Rebecca Rider column: The times are a changin’
In 2011 I took a semester off from college and spent three months living in Denver and two months overseas in South Africa and Mozambique. When I came back home, I noticed the differences: we had a new stove, a new dishwasher, some new paint. When I expressed surprise, my parents asked if I’d expected things to stay the same, just because I wasn’t around. I hadn’t, but that didn’t make the changes any less startling.
I feel the same way now, covering education in the same county in which I received my own. Last week, I toured the new buildings at RCCC’s north campus. They’re beautiful spaces, but I felt almost displaced walking through them.
The 600 building saw the most renovations – it’s also the building where I had most of my classes while I was a student. The new classrooms are beautiful and bright, and an indoor atrium provides spaces for students to meet, study and pass the time.
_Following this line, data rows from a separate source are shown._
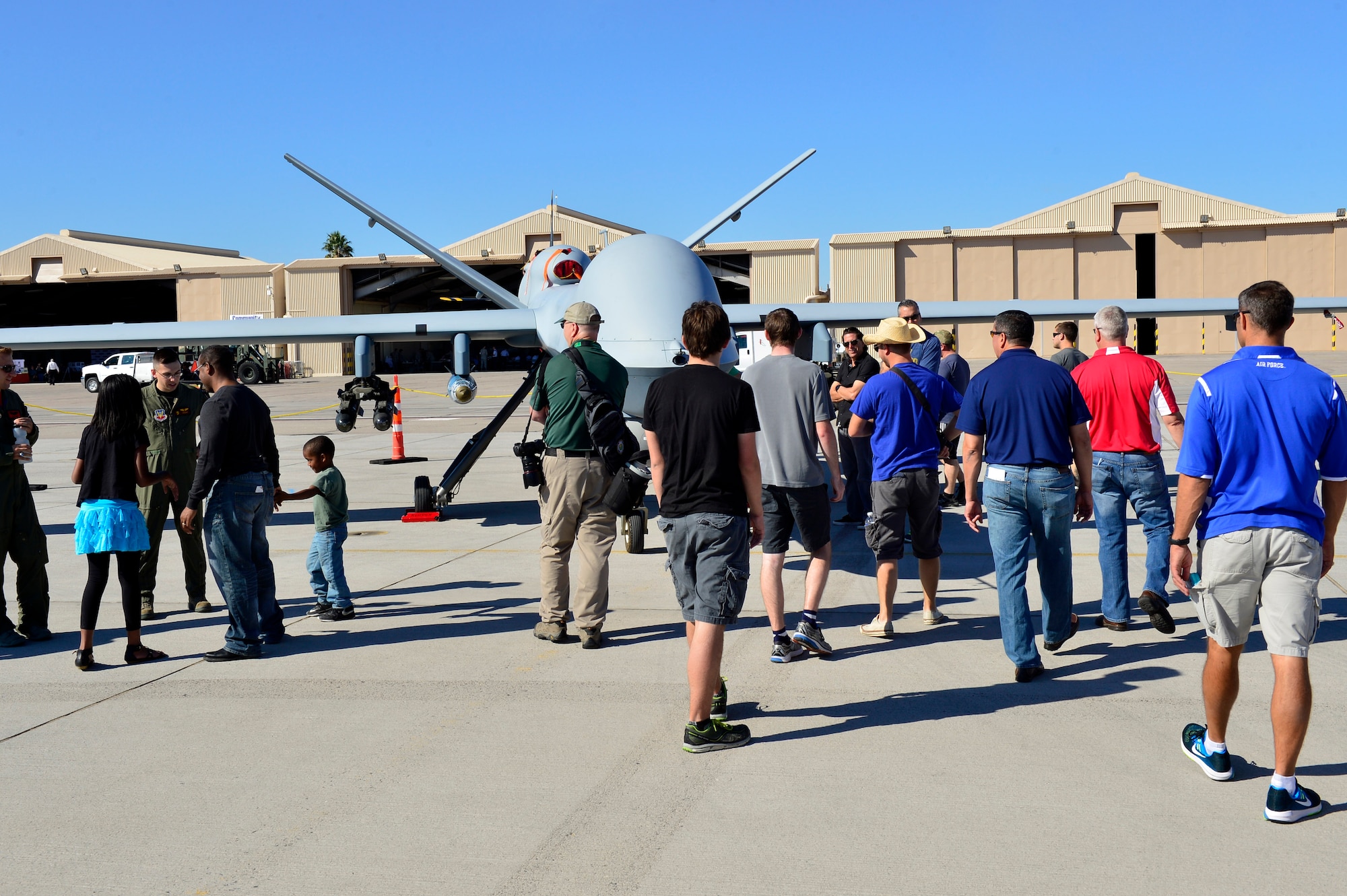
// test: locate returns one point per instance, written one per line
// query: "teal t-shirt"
(331, 501)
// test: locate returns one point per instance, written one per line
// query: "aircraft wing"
(864, 314)
(402, 327)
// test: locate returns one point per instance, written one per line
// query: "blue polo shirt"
(1026, 407)
(1264, 427)
(905, 434)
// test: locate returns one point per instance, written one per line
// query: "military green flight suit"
(21, 533)
(172, 423)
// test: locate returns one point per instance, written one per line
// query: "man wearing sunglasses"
(172, 412)
(21, 533)
(856, 368)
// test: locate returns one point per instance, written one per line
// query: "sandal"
(143, 654)
(876, 629)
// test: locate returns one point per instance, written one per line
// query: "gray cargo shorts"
(1274, 570)
(709, 559)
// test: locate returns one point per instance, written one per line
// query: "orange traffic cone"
(399, 450)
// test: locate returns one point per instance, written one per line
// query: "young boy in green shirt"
(327, 571)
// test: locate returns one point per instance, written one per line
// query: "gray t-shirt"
(791, 396)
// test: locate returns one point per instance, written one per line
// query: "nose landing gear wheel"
(634, 532)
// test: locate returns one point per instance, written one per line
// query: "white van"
(139, 365)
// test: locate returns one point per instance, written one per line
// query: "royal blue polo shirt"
(1264, 427)
(1026, 407)
(906, 435)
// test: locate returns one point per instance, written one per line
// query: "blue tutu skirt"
(108, 525)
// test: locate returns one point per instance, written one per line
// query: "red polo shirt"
(1127, 394)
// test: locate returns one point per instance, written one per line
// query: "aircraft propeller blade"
(453, 265)
(733, 211)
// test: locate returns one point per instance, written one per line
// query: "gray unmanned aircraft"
(642, 284)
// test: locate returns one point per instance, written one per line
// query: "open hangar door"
(397, 289)
(110, 302)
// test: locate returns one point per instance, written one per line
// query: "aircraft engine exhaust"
(461, 389)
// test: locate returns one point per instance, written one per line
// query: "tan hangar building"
(1135, 238)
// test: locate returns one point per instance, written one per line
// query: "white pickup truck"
(138, 365)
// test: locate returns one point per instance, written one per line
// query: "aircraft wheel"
(424, 497)
(635, 526)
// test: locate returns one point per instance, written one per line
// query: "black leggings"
(129, 574)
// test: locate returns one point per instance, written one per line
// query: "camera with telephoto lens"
(531, 455)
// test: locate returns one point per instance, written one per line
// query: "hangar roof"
(110, 257)
(1181, 209)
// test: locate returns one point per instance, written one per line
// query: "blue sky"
(169, 121)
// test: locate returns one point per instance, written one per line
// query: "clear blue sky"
(170, 121)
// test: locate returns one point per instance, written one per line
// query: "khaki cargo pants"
(574, 517)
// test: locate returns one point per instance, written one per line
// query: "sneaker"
(1217, 766)
(812, 638)
(721, 703)
(1156, 607)
(554, 633)
(339, 614)
(1287, 809)
(715, 735)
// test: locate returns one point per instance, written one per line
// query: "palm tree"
(337, 246)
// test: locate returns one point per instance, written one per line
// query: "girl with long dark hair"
(110, 464)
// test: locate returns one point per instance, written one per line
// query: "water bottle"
(21, 443)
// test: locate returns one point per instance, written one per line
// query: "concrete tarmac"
(434, 746)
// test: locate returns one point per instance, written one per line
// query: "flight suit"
(21, 533)
(172, 423)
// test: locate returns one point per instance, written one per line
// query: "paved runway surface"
(434, 746)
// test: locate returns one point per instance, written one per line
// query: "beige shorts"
(1275, 570)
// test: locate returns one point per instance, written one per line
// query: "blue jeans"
(327, 571)
(1032, 502)
(235, 524)
(1140, 481)
(857, 466)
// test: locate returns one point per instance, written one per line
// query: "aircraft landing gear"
(634, 530)
(366, 389)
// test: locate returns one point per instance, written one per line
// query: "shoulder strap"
(917, 393)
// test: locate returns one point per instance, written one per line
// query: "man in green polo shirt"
(574, 481)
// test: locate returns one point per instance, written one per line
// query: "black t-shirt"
(864, 370)
(698, 413)
(110, 466)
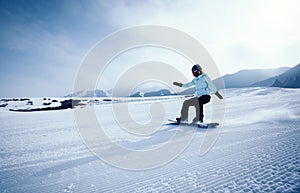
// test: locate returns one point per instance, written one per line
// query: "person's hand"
(177, 84)
(219, 95)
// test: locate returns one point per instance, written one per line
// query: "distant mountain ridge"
(288, 79)
(246, 78)
(162, 92)
(284, 77)
(89, 93)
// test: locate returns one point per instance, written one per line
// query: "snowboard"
(207, 125)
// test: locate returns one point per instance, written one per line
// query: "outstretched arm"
(183, 85)
(177, 84)
(213, 88)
It’s exactly what I would have wanted as a student. How often did I think my classrooms were dim, uninviting and out of date? How often did I do my homework in the cafeteria or the old chairs in the library and wish there was somewhere more comfortable?
As is the law of wishes, there’s always a catch. The reminder that the world moves on, with or without you.
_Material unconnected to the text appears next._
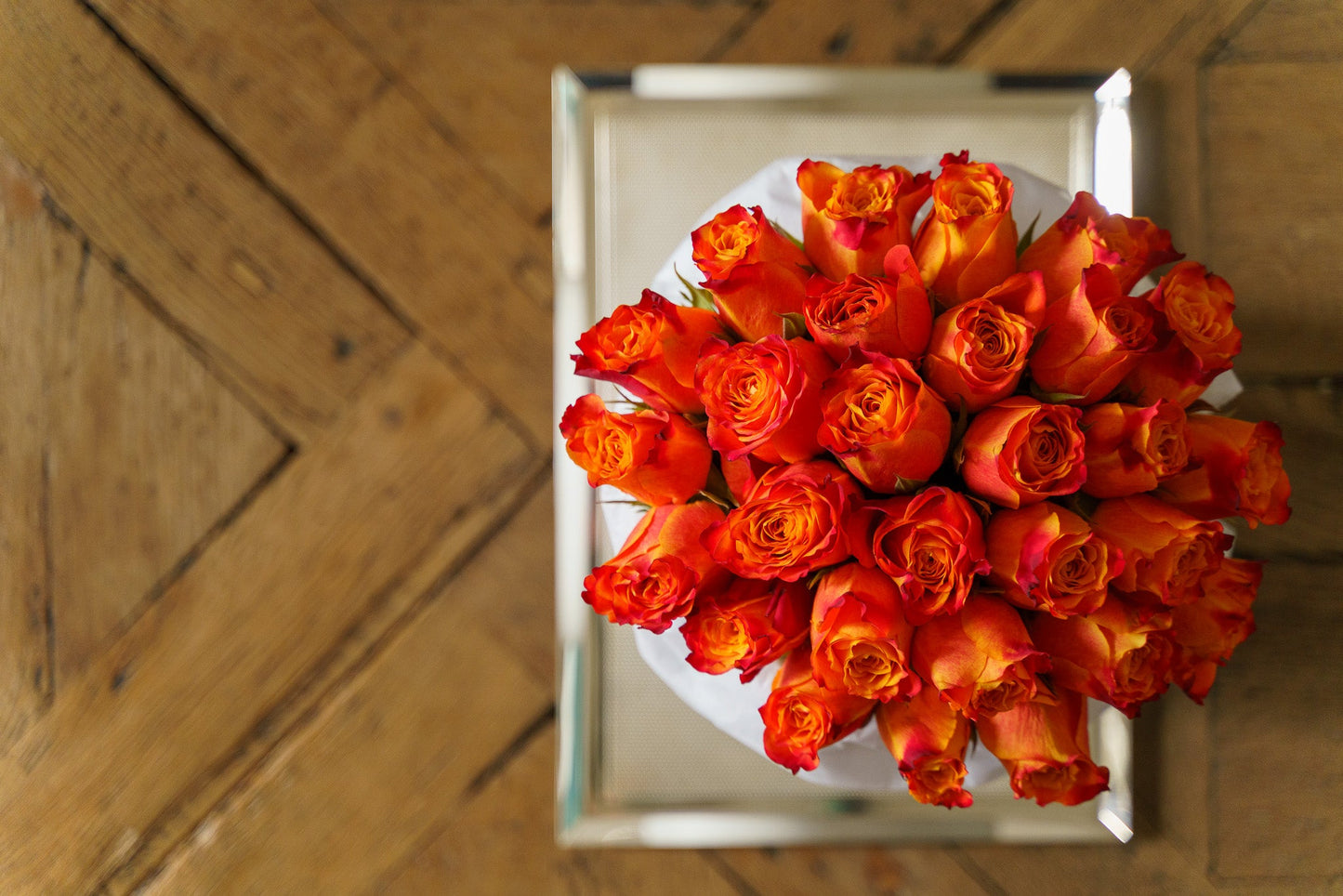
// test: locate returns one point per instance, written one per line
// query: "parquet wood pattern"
(275, 607)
The room where I had my very first college course is no longer there. It was a sociology class. I won’t pretend that I remember much about the class content, and I did not pursue a career in sociology – but it was my first, true, college course. And for the first time in my school career, I got to sleep in. Gone, too, is the classroom in the far back corner where I met a now close friend.
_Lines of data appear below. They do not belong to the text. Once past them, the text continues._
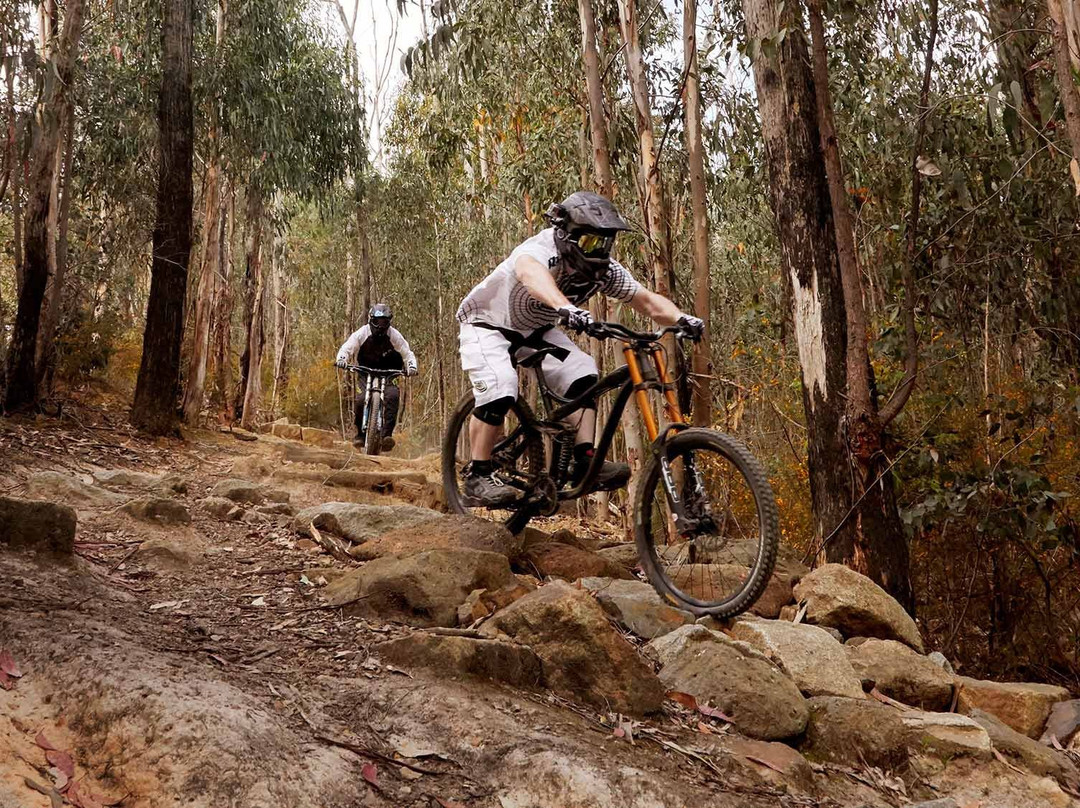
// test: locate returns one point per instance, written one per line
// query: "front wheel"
(517, 455)
(373, 440)
(718, 561)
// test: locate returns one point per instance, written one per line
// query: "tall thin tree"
(157, 389)
(22, 392)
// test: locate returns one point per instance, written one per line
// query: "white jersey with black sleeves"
(501, 300)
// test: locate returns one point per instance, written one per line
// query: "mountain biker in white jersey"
(381, 347)
(547, 279)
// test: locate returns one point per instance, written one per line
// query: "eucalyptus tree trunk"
(702, 363)
(21, 392)
(208, 268)
(54, 288)
(15, 165)
(157, 389)
(859, 523)
(1066, 84)
(251, 360)
(221, 321)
It’s not a new feeling. I can’t walk the halls of my high school, because the school is no longer there – it moved buildings a year or so after I graduated. The building itself is still there, but I wouldn’t be allowed in. And it, too, has been renovated.
In the next few years, I may see other changes. The consolidation debate is burning hot and bright, and it’s possible my elementary school may be up for the cut. No schools have been named, and none will be for a long time yet. But I think about the possibility of it.
The fields where I played softball, gone. The mums I planted, the back garden that my brother built for his Eagle Scout project, the handprint and glass marble stepping stones my class made that still, last I saw, sat out front – gone.
It’s a disorienting thought, to say the least. Even if it’s not picked for consolidation, it’s inevitable that, one day, my school will stand empty. Right now, the façade of my high school building is the same one I remember, the floors of RCCC’s 600 building still have the cracks I remember – but things are changing.
I didn’t expect the world to pause, exactly as I remembered it; but I don’t think I ever envisioned holding up a magnifying glass to every alteration, either. And I’m still unsure whether I think being around to see all these things is a privilege, or whether I look forward to the future of them.
But one thing’s for sure: it’s definitely going to be interesting.